A Clinical and Economic Evaluation of Fast-Track Recovery aft er Cardiac Surgery
Department of Cardiothoracic Surgery, Northern General Hospital, Sheffield, United Kingdom. Heart Surgery Forum
(Impact Factor: 0.39).
12/2011; 14(6):E330-4. DOI: 10.1532/HSF98.20111029
In the last 5 decades, the care of cardiac surgical patients has improved with the aid of strategies aimed at facilitating patient recovery. One of the innovations in this context is "fast-tracking" or "rapid recovery." This process refers to all interventions that aim to shorten a patient's stay in the intensive care unit (ICU) through accelerating the patient's transfer to a step-down or telemetry unit and to the general ward.

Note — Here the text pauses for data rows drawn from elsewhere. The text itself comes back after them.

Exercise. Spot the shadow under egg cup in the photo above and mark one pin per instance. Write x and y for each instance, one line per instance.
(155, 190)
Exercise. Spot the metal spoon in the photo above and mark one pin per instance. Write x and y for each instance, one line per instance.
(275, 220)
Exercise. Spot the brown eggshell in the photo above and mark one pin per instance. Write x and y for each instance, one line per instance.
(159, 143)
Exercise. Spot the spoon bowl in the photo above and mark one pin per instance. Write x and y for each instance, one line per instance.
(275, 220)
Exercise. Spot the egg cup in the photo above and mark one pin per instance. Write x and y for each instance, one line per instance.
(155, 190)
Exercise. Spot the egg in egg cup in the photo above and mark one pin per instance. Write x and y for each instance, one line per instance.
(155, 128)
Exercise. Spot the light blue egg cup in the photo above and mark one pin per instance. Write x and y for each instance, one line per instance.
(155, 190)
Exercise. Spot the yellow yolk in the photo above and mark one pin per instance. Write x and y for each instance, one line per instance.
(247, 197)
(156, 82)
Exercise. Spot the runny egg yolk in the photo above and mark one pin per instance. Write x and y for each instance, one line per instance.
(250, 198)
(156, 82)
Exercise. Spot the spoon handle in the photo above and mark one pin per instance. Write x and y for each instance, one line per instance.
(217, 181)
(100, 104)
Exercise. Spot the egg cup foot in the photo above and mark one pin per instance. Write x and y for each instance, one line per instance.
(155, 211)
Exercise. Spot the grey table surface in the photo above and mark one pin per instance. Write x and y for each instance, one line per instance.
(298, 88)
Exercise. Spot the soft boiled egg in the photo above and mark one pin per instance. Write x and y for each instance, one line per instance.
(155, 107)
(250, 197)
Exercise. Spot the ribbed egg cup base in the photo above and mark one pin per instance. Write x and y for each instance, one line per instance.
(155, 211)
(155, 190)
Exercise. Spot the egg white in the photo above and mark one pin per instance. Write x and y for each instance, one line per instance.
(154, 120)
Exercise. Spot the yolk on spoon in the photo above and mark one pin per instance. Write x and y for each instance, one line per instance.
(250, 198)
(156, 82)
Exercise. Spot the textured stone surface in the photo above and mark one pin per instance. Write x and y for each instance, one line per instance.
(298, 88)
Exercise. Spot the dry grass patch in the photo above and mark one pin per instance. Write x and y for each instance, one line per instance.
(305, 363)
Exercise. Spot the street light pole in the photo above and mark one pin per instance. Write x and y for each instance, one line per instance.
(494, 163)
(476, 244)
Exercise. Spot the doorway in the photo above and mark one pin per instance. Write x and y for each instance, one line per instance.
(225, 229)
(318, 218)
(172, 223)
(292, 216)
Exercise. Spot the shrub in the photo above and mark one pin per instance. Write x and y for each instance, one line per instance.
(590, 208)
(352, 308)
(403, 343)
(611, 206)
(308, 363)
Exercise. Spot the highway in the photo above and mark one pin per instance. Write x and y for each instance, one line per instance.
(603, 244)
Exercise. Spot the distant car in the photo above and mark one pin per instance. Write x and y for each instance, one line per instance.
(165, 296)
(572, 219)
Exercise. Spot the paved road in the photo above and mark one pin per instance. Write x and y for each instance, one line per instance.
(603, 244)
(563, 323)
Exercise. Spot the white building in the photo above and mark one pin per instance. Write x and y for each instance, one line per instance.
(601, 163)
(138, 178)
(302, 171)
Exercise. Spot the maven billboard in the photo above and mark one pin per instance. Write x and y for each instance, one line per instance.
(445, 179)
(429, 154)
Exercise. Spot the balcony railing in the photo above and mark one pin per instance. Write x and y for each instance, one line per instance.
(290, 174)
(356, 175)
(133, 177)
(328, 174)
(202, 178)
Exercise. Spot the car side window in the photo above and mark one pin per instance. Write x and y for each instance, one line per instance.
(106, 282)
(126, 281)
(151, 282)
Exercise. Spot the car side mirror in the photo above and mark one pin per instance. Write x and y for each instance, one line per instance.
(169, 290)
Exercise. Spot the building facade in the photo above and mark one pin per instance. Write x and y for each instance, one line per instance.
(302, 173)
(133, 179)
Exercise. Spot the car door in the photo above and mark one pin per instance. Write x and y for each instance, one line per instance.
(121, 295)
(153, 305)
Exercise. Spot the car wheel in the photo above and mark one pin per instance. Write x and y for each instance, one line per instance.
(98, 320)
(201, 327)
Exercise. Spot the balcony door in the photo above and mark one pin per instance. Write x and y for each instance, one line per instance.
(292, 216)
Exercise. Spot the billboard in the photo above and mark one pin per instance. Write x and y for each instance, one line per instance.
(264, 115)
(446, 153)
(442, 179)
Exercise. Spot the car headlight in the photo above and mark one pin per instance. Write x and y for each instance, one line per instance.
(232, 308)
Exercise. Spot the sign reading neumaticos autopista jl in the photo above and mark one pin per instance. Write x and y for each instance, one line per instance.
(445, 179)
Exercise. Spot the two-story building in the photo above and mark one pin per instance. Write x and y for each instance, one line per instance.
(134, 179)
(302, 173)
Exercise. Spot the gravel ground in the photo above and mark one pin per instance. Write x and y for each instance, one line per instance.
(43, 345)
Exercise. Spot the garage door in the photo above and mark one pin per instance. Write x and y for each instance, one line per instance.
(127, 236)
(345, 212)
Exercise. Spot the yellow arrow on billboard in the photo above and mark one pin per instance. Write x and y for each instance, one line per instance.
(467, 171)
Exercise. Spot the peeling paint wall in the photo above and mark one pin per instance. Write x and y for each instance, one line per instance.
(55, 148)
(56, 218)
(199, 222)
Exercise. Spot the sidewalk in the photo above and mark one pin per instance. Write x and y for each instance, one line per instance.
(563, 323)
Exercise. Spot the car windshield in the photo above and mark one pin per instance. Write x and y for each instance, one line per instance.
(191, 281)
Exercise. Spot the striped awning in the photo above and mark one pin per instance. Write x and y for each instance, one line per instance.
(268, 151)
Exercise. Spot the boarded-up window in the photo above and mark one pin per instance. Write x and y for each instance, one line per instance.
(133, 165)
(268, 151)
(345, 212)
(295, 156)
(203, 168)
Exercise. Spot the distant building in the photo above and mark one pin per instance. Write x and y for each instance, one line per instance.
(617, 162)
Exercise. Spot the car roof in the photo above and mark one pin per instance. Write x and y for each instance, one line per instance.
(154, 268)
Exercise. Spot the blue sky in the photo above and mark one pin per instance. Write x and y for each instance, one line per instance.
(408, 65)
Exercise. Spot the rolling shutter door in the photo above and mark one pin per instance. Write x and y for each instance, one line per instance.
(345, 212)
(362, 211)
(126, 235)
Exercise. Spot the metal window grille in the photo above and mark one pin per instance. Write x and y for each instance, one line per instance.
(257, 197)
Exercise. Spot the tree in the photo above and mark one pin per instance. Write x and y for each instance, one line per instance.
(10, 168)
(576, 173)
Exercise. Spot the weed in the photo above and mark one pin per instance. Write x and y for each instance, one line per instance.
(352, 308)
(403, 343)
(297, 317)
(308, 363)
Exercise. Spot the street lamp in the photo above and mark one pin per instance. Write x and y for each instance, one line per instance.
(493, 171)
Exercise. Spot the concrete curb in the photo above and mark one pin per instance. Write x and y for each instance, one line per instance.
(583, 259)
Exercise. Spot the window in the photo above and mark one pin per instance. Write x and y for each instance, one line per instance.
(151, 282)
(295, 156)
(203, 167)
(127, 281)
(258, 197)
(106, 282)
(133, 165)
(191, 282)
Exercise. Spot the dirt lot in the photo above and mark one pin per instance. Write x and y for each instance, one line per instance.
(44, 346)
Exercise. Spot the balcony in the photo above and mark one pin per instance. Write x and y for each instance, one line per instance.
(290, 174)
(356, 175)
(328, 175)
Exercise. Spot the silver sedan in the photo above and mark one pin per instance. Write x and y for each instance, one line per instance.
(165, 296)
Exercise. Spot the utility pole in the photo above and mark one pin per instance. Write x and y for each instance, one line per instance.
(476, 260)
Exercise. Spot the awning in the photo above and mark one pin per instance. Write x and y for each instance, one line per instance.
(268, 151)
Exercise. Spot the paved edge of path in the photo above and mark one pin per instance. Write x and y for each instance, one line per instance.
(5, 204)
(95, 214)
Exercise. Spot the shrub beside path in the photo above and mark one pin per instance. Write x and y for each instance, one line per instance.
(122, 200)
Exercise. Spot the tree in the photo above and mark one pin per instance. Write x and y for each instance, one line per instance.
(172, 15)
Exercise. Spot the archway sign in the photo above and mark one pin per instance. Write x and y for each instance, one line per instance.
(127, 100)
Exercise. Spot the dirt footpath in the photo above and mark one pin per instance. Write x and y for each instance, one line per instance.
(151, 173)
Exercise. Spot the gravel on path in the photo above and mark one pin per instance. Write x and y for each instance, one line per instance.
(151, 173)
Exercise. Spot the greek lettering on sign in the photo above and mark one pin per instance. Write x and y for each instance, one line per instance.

Patients were allocated to 2 groups. The fast-track group (n = 84) went through an independent theatre recovery unit (TRU). The patients were then transferred on the same day to an intermediate care unit and transferred on the following day to the ward. The intensive care group (52 patients) went to the ICU for at least 1 day, after which they were transferred to the ward.
The fast-track pathway significantly reduced the length of stay (LOS) in an intensive care facility (P < .001). The duration of intubation was reduced from a median of 4.08 hours (range, 1.17-13.17 hours) in the intensive care group to 2.75 hours (range, 0.25-18.57 hours) in the fast-track group (P < .001). However, the median values for total hospital LOS, incidences of complications, reintubation, and readmission were similar for the 2 groups. The incidence of failure in the fast-track group was 10%. The mean (SD) cost of the perioperative care was £4182 ± £2284 ($6683 ± 3650) for the fast-track patients, compared with £4553 ± £1355 ($7277 ± $2165) for the intensive care group.
Fast-track recovery after cardiac surgery decreases the intensive care LOS and the total duration of intubation. It is a cost-effective strategy compared with conventional recovery protocols; however, it does not reduce the total hospital LOS or the incidence of complications.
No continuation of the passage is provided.